System uptime becomes more critical as the system grows, primarily because more customers depend on these systems. Additionally, the customers tend to start placing your systems on their critical paths, so they also depend on the systems more heavily.
In order to address this a we need to start by assuming that:
“failure” is not an “exception” but part of the “steady-state” of the system.
With that out of the way, we can start to focus on keeping the system up during various types of disruptions, such as:
- capacity constraints: every individual component has some limit to its capacity, and if that capacity is reached then the system’s functioning will be disrupted. Instead we need to consider any part of the system where individual component capacities may be reached as an element that may need to be partitioned into “shards.”
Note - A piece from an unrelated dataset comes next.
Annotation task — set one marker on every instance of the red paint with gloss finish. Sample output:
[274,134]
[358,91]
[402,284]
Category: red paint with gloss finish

- node failure: irrespective of the number of layers of indirection, ultimately computing systems run on hosts that may fail and cause disruptions. They may fail at the bare metal level, the virtual machine level, the container level or simply at the process level. We need to be able to detect these failures and replace the lost capacity, while offloading work and ensuring that we do not lose any critical state information. Some parts of the system might be amendable to being designed to be stateless and therefore easier to manage in a failure state. Other parts may need to expressly manage their state in a distributed manner relying on consensus algorithms.
- code changes: again, ultimately compute systems are comprised of software applications that both need to run and need to be changeable in order to continue to meet the business needs. These changes need to be introduced without causing noticeable disruptions to the system. This can be achieved by leveraging the replicated nature of the system and doing controlled rollouts to replace components. But other techniques can be brought in to further manage these changes.
- communication bottlenecks: as the system grows, the amount of traffic moving through the system may start to challenge original implementations. Synchronous request handling can cause stalls. Fine-grained messages can consume capacity due to frame overheads. Connection setup times may start to dominate processing time. Techniques and mechanisms such as actor model processing, asynchronous message handling, message box-carring and channel multiplexing can be brought to bear on the problem and keep the system operating within tolerance as the load increases.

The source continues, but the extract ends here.